Die Liebe ist der ständige Mittelpunkt der Stücke und des Lebens von Edith Piaf. Man kann sich ihrer Person und ihrer Musik nicht nähern, ohne dies in Betracht zu ziehen. In ihrem Leben ist sie der Grund ihres Erfolgs und ihres Scheiterns. In ihren Liedern tritt sie auf als ein flüchtiger Blick, als ein tragischer Verlust, als Postkartenkitsch. Ihre „Hymne à l’amour“ ist eine Komposition, deren Melodieführung sich sehr dafür anbietet, das Happy End einer Hollywoodromanze zu untermalen, und zahlreiche weitere Interpreten erkannten dieses Potential und coverten den Song in verschiedenen Sprachen. Seine eigentliche Größe wird dem Song (wie so oft) erst durch den Gesang Piafs und seinen Kontext verliehen; den Text widmete sie ihrem damaligen Geliebten, dem Boxer Marcel Cerdan, der 1949 bei einem Flugzeugabsturz ums Leben kam. In noch größerem Maße als „Hymne à l’amour“ ist „La vie en rose“ Sinnbild der Showidylle der 50er – und wurde sogar noch wesentlich öfter gecovert. „Milord“, ihr kommerziell wohl erfolgreichster Song, ist unverbundener, weitaus weniger pathetisch, hörbar europäisch. Das nette kleine Kabarettarrangement wechselt zwischen ausgelassener Tanzbarkeit und introvertierter Cafémelancholie, um der Theaterschauspielerin Piaf eine geeignete Bühne zu bieten; als kokettes Mädchen von der Straße, welches dem britischen Gentleman das Geständnis seines Unglücks entlocken und ihn schließlich von der Leichtigkeit des Seins überzeugen kann. Ihr größter und berührendster Chanson über die Liebe bleibt jedoch „La Foule“. In dieser Adaption eines spanischen Vals criollo verausgabte Edith Piaf sich emotional so sehr wie in kaum einem anderen ihrer Songs. Mal wieder ist ihr Gesang der Mittelpunkt eines kraftvollen, schnellen Walzers. Sein Takt, seine Arrangements passen sich ihr an, ebben ab und treten in den Hintergrund, wenn sie mitten im Stück zusammenzubrechen, vor Trauer zu bersten droht. In keinem anderen Song zeigen sich Piafs emotionale Ausdruckkraft und Selbstaufopferung so erschlagend deutlich wie in diesem bitteren Chanson über ein Paar, das von einer Menschenmenge auseinandergerissen wird.

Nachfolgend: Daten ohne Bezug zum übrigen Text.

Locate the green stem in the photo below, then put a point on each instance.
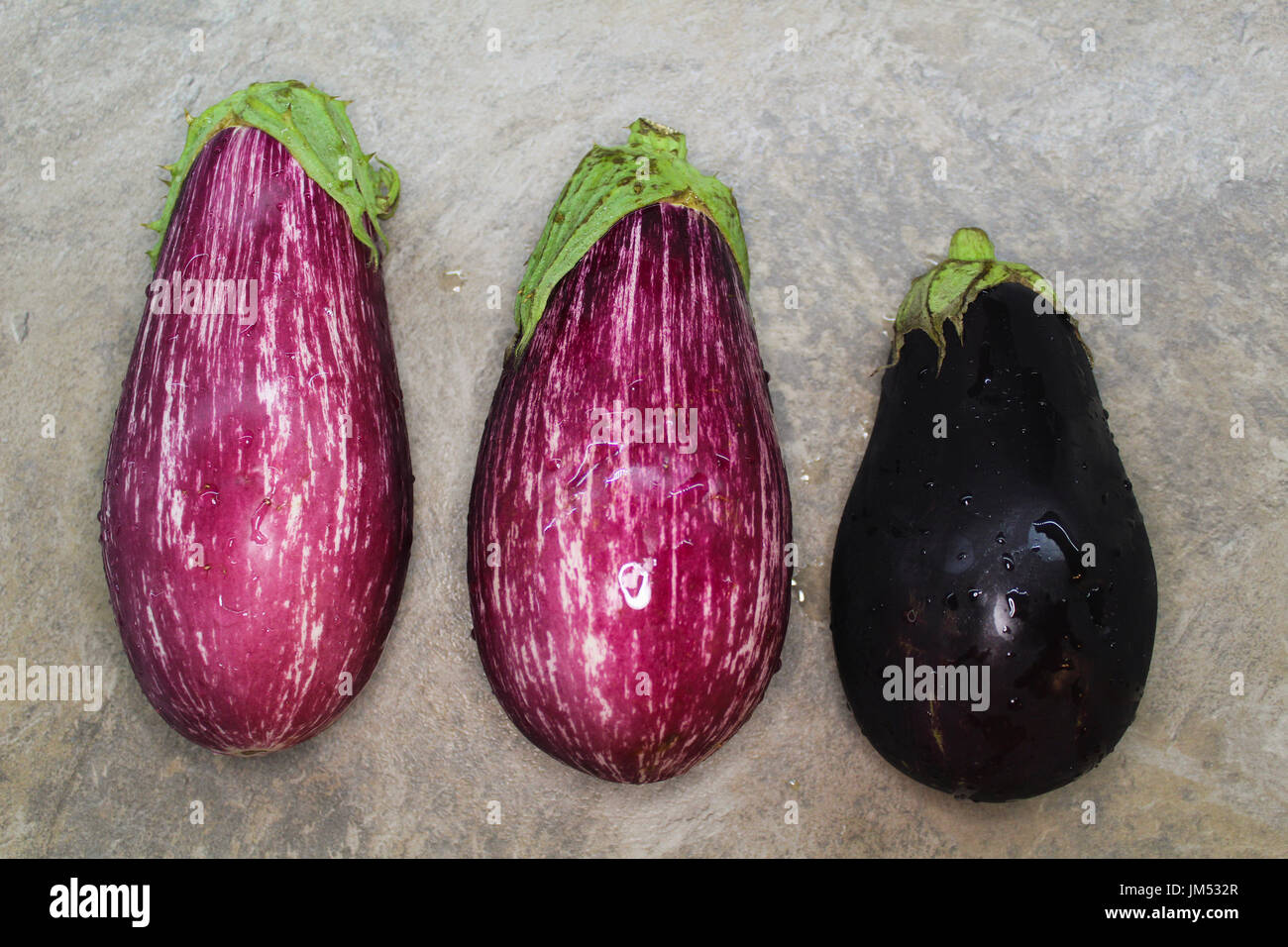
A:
(944, 292)
(609, 183)
(316, 129)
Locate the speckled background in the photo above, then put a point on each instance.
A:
(1115, 162)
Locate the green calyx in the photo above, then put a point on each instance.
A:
(316, 131)
(945, 292)
(608, 184)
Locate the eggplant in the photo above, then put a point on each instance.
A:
(993, 591)
(257, 501)
(629, 522)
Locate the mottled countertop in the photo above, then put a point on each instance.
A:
(857, 140)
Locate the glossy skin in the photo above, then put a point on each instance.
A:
(969, 551)
(277, 447)
(630, 599)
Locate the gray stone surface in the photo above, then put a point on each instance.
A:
(1115, 162)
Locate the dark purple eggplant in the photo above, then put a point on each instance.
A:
(993, 590)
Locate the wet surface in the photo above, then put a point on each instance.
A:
(1107, 163)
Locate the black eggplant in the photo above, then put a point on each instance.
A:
(993, 590)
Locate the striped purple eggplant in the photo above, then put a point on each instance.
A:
(630, 521)
(258, 489)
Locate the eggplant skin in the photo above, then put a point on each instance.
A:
(969, 551)
(258, 489)
(655, 317)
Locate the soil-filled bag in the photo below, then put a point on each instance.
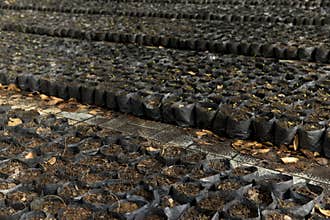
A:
(277, 183)
(242, 209)
(305, 192)
(326, 143)
(262, 196)
(295, 207)
(99, 199)
(205, 113)
(239, 124)
(136, 104)
(87, 93)
(220, 120)
(44, 86)
(152, 106)
(175, 212)
(184, 114)
(310, 136)
(123, 101)
(74, 90)
(110, 99)
(62, 90)
(168, 115)
(285, 130)
(186, 192)
(22, 80)
(99, 96)
(263, 127)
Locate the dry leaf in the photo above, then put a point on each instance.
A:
(191, 73)
(30, 155)
(44, 97)
(322, 161)
(13, 87)
(261, 151)
(295, 142)
(52, 161)
(289, 160)
(325, 212)
(93, 112)
(151, 149)
(55, 100)
(14, 122)
(307, 153)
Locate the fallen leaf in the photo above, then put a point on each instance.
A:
(307, 153)
(55, 101)
(289, 160)
(14, 122)
(322, 161)
(44, 97)
(93, 112)
(262, 151)
(13, 87)
(325, 212)
(52, 161)
(295, 142)
(30, 155)
(151, 149)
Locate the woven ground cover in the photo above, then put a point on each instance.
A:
(238, 96)
(53, 169)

http://www.youtube.com/watch?v=WqW7CgJNkAg

La Piaf et le présent

Nun sitze ich vor einer großen Anhäufung von Wörter, Aussagen, Informationen und Gedankenfetzen, und kann doch nicht behaupten, Edith Piaf als Sängerin und Kulturphänomen völlig durchdrungen zu haben. Zum einen kenne ich immer noch nur einen Bruchteil ihrer mehr als 200 veröffentlichten Songs. Zum anderen ist es immer problematisch, kulturhistorische Zusammenhänge mehr als ein halbes Jahrhundert danach durch Recherche rekonstruieren zu wollen. Was für mich allerdings feststeht, ist, dass man ihrer Musik nicht gerecht wird, wenn man bei der Beurteilung diese „äußeren“ Faktoren außer Acht lässt. Es ist dieser Kontext und die Ahnung einer schmerzlichen Authentizität, die ihre an sich durchaus einfachen und auf die Massen zugeschnittenen Songs über sich hinausgehen und zeitlos werden lassen. Edith Piafs Stimme ist glänzend und scheinbar unverwüstlich wie neuer Stahl, umwerfend kraftvoll, aber an sich nicht wirklich verwundbar, menschlich oder sympathisch. Das Ausdrucksspektrum und die emotionale Intensität und spürbare Wahrhaftigkeit im Vortrag, die sich Piaf erst im Laufe der Jahre angeeignet hat, machen sie und ihre Songs erst unverwechselbar und unkopierbar, zu etwas wirklich Besonderem. Die Kontrolle, die sie auch dann noch über ihre Stimme hatte, wenn sie sie scheinbar verlor, ist beinahe beängstigend, auf jeden Fall aber bewundernswert. Edith Piaf ist so etwas wie die Lexikondefinition einer wahren Diva, denn eine solche zeichnet sich nicht nur durch Glanz und Überlegenheit aus, sondern auch durch Verletzlichkeit und Wahnsinn. In ihrem kurzen, aber ereignisreichen Leben hat es Edith Piaf vollbracht, gleichzeitig schillernde Lebefrau, menschgewordener Mythos und armes Würstchen zu sein, es als Künstlerin, als Verschmelzung von Zeitgeistkitsch und zeitloser Leidenschaft aber auch geschafft, weit über ihre 1,47m hinauszuwachsen. Jean Cocteau sagte einmal, dass jedesmal, wenn Edith Piaf singt, man meinen würde, sie würde sich endgültig die Seele aus dem Leib reißen. Bis heute konnte niemand eine treffendere Formulierung finden.